Smith nahm ihm den Schlüsselbund ab. »Die beiden da vorne werden nicht erwarten, dass wir aus dem Sommerhaus kommen.«
»Gute Idee«, sagte Randi zustimmend.
Er blickte sie etwas länger als notwendig an, aber sie schien es nicht zu bemerken.
Marty seufzte. »Ich weiß, was du gleich sagen wirst. ‹Gib einen Warnschuss ab, wenn du etwas siehst.¤ Mein Gott, vor zwei Wochen habe ich noch nie eine Waffe in Händen gehalten. Was für ein Absturz.«
Sie verließen den kopfschüttelnden Marty, der den außer Gefecht gesetzten Mann bewachen sollte, und gingen den Abhang hinab zu einem kleineren Hintereingang. Der Duft der Kiefern war zwar aromatisch, aber auch irgendwie unangenehm.
Während Randi aufpasste, fand Jon den richtigen Schlüssel und schloss die Tür auf. Sie traten vorsichtig in eine kleine Diele, wo das Sonnenlicht durch hohe Fenster schien und sich eine weitere Lichtquelle am hinteren Ende eines Flurs befand.
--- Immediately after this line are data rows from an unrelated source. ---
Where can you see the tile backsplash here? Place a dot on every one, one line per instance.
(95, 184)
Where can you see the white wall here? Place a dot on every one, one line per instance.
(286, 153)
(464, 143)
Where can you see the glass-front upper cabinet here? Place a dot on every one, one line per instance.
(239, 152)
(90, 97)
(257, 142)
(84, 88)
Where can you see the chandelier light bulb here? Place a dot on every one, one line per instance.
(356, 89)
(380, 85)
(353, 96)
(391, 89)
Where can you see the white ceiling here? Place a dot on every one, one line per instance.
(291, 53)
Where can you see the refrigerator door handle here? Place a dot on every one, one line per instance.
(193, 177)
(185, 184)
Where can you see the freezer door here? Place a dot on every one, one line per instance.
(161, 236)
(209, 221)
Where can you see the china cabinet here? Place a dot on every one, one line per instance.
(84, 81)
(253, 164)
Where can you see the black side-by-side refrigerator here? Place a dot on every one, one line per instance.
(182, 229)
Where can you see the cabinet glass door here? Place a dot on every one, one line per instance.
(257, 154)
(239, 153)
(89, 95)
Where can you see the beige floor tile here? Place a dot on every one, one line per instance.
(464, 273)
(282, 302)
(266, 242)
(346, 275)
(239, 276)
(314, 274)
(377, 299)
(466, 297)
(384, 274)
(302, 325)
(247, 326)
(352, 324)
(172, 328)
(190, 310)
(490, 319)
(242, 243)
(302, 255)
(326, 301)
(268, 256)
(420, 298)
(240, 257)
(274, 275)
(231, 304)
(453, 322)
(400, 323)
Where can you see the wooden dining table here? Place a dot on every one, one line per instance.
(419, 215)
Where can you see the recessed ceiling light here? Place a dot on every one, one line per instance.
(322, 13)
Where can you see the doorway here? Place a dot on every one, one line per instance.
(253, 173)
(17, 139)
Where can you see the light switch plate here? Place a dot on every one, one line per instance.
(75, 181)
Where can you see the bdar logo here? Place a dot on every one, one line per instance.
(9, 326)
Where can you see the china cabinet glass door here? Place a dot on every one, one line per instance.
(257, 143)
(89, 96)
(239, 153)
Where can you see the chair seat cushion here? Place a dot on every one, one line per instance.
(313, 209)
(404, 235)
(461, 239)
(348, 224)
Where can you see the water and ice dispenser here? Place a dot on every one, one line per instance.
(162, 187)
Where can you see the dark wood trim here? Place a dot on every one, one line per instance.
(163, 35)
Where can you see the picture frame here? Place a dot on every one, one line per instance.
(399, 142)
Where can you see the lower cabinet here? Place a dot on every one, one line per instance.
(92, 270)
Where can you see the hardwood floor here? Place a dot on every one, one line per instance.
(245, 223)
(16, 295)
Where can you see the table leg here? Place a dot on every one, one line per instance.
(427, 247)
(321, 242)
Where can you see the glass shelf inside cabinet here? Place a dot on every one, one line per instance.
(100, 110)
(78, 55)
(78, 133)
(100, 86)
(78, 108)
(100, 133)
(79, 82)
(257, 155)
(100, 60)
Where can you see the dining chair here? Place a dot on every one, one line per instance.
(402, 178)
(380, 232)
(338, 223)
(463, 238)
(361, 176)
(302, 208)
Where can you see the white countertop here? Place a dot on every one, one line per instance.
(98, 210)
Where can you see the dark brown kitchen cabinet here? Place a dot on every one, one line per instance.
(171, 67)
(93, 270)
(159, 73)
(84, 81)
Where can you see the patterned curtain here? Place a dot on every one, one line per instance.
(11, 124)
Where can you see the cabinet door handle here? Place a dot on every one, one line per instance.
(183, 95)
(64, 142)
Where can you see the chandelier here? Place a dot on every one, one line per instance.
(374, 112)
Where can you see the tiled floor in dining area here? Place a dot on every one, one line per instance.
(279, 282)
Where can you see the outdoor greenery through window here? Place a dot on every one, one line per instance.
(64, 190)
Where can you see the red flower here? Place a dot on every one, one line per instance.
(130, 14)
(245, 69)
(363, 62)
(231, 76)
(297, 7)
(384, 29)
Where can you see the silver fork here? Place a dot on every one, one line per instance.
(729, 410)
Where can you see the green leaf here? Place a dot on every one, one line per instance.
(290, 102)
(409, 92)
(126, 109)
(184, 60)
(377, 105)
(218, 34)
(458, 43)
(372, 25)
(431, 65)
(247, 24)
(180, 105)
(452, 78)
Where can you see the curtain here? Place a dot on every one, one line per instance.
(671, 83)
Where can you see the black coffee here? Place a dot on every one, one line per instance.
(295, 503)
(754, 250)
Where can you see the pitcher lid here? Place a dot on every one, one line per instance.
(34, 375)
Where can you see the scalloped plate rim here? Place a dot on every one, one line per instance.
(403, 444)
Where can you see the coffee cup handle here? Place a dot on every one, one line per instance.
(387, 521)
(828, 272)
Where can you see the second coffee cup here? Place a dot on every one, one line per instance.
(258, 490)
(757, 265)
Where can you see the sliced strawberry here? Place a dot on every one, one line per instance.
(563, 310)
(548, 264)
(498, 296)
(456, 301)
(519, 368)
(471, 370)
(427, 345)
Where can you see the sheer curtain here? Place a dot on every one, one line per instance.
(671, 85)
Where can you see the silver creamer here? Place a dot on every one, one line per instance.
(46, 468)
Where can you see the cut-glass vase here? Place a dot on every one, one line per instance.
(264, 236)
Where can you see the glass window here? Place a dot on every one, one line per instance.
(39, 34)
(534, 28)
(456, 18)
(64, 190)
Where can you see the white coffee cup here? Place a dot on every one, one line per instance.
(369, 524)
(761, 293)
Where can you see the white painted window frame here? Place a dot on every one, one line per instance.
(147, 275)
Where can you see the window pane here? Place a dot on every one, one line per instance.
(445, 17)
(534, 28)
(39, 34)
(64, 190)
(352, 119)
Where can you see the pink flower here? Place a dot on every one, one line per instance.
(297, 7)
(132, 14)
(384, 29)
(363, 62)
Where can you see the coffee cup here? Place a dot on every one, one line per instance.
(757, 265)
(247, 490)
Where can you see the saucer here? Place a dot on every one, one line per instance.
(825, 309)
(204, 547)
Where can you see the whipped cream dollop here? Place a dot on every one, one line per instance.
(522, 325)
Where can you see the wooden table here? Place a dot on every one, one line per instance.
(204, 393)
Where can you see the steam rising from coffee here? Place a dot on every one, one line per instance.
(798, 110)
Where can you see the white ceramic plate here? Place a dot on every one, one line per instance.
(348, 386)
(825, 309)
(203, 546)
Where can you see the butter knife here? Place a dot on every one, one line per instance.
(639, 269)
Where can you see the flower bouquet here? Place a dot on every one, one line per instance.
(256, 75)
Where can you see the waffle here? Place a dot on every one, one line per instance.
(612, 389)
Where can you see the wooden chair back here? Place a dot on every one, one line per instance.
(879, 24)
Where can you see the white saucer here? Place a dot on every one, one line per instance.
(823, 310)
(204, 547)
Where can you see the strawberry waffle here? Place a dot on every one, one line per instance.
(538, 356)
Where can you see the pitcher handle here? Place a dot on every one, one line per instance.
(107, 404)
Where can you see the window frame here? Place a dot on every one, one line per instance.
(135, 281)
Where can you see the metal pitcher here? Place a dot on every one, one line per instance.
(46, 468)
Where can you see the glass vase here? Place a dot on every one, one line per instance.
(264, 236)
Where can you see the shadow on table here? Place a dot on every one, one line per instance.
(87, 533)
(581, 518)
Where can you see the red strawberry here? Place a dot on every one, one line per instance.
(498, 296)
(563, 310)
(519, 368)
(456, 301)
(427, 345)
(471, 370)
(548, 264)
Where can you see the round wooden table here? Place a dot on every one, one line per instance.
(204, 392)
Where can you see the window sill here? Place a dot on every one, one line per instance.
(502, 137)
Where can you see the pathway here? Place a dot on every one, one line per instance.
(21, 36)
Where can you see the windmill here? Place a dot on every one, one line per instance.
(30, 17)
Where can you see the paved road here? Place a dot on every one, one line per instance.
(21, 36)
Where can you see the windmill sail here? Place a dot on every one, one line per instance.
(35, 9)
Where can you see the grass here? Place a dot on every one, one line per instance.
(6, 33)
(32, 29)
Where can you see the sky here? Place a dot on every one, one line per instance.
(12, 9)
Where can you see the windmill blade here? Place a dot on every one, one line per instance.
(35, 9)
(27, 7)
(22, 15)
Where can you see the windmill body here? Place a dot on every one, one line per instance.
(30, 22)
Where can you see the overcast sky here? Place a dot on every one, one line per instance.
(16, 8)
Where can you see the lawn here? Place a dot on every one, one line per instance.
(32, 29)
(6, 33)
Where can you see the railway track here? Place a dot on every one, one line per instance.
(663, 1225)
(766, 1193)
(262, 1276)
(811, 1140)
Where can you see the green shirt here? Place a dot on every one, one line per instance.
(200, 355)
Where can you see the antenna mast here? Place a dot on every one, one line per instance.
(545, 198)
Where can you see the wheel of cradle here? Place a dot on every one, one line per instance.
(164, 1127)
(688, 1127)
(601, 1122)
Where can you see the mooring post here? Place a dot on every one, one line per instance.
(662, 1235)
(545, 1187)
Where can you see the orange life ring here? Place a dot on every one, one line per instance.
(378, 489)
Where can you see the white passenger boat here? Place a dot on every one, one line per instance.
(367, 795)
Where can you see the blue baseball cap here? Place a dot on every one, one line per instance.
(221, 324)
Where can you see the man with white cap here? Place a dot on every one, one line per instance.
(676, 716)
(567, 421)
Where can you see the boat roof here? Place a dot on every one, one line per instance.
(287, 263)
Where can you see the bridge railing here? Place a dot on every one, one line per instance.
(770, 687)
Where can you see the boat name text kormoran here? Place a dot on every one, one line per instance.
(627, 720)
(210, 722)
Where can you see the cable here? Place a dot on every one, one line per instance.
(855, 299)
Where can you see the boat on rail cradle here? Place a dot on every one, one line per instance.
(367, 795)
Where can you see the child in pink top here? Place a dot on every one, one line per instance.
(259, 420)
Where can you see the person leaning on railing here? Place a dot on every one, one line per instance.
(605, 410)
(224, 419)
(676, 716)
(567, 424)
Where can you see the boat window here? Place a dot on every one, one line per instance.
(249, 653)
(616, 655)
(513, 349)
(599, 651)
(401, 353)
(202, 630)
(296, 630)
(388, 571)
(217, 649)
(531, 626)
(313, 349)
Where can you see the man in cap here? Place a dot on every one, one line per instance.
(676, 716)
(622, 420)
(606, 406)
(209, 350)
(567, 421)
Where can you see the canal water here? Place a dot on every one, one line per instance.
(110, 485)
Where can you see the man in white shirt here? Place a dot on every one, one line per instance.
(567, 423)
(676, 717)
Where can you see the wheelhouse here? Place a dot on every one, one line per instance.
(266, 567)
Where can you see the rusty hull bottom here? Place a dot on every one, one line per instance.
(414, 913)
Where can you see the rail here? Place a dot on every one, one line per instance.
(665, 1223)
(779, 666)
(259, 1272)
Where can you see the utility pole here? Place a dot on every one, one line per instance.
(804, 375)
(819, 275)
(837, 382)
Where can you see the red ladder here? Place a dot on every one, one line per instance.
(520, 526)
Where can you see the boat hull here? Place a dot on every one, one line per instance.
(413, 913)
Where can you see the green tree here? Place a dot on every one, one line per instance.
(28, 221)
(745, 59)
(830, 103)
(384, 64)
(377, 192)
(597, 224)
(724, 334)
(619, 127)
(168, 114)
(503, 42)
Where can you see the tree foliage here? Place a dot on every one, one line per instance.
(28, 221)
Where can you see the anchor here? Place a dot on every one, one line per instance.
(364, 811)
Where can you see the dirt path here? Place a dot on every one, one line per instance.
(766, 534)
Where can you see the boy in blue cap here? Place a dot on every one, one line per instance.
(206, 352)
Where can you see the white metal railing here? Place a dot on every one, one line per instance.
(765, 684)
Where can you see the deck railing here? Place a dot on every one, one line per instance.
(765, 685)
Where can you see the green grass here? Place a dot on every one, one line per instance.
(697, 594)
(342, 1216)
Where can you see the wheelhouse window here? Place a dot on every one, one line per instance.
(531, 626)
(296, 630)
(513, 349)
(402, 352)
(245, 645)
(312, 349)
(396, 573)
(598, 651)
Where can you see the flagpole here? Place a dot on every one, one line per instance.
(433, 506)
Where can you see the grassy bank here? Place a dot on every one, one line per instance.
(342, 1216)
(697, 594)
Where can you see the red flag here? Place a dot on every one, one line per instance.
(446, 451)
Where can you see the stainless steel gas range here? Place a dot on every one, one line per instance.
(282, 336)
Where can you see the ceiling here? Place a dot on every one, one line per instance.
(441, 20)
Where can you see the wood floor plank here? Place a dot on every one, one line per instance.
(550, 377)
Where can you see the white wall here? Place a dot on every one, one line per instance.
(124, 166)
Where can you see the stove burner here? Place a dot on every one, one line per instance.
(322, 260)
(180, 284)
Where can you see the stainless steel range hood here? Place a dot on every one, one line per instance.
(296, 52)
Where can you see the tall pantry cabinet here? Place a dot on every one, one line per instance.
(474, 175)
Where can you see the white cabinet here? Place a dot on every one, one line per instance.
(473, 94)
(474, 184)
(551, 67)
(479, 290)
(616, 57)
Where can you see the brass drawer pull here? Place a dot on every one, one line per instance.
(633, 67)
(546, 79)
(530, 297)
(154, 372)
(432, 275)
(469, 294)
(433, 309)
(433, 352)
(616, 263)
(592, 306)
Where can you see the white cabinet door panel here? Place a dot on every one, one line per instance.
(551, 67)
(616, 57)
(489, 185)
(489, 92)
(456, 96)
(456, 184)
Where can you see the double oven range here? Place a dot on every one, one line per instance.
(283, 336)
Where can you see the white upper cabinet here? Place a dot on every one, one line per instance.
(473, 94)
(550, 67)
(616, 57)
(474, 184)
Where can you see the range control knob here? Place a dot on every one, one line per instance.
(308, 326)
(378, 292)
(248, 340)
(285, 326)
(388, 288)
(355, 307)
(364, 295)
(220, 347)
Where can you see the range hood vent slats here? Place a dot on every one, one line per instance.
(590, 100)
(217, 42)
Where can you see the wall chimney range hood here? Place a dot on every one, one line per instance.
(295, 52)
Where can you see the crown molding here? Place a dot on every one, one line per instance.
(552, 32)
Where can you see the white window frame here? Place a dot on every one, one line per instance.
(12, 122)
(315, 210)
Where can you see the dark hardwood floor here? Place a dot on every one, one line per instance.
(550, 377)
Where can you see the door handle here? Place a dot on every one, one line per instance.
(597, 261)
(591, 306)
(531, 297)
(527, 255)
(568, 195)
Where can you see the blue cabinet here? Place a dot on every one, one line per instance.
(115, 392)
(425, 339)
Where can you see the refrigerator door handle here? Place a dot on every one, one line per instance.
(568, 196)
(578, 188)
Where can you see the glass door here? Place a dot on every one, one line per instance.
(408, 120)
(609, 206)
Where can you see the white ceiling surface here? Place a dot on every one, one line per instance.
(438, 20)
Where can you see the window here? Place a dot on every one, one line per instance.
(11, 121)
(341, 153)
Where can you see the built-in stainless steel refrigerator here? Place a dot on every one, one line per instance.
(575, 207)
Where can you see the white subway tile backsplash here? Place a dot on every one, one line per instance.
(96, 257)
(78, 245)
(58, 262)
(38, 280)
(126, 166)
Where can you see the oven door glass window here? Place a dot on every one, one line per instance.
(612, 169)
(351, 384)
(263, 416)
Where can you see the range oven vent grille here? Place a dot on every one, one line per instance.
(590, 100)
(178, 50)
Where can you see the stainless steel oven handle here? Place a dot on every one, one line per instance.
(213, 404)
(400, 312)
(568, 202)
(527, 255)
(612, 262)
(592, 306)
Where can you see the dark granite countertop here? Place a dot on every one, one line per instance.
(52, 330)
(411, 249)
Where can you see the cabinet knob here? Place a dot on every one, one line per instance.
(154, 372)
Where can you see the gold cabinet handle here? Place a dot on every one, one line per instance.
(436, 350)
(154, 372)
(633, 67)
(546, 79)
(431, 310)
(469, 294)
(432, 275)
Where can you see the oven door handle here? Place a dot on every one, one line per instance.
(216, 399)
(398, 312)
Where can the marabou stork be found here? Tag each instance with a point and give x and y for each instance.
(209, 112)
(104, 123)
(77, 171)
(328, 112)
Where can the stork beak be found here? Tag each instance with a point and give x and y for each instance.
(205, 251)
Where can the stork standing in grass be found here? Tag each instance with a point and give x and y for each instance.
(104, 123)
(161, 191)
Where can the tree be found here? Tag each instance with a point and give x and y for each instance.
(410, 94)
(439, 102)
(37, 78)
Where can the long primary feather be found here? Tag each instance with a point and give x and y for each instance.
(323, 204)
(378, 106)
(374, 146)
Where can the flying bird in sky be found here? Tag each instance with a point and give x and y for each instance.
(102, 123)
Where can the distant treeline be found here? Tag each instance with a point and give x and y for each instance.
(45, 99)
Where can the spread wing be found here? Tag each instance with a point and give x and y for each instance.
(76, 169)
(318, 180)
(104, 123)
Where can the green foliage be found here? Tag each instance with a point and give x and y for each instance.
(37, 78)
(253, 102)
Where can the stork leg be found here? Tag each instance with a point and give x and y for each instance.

Der Korridor war von Türen gesäumt und es roch schwach nach guten Zigarren.
»Was war das?« Randi blieb auf dem Parkettboden stehen.
Smith schüttelte den Kopf. »Ich habe nichts gehört.«
Sie stand mit vor Konzentration angespannten Gesichtszügen da. »Es ist vorüber. Was immer es auch gewesen sein mag, jetzt höre ich nichts mehr.«
»Wir sollten zur Sicherheit alle Räume untersuchen.«
Jon übernahm eine Seite, sie die andere.
»Verschlossen.« Smith schüttelte den Kopf. »Sieht so aus, als ob das Gästezimmer oder Büros wären.«
»Kümmern wir uns später drum.«
Sie gelangten zu einer Treppe, deren ersten Absatz sie nicht überblicken konnten. Lauschend gingen sie weiter. Der Zigarrengeruch wurde stärker. Nervös blickte Jon sich um. Schließlich standen sie vor dem mit Holz getäfelten Eingang zu einem riesigen Wohnzimmer, das mit Ledermöbeln, Messinglampen und niedrigen Holztischen eingerichtet war. Das musste der große Raum sein, den Marty beschrieben hatte. Das Sonnenlicht fiel durch ein riesiges Panoramafenster. In einem gleichfalls riesigen Kamin glühte Holzkohle, die die kühle Oktoberluft erwärmte. Durch das Fenster sah man zwischen den dichten Wäldern den See liegen und in der Mitte führte eine Glastür auf eine überdachte Veranda.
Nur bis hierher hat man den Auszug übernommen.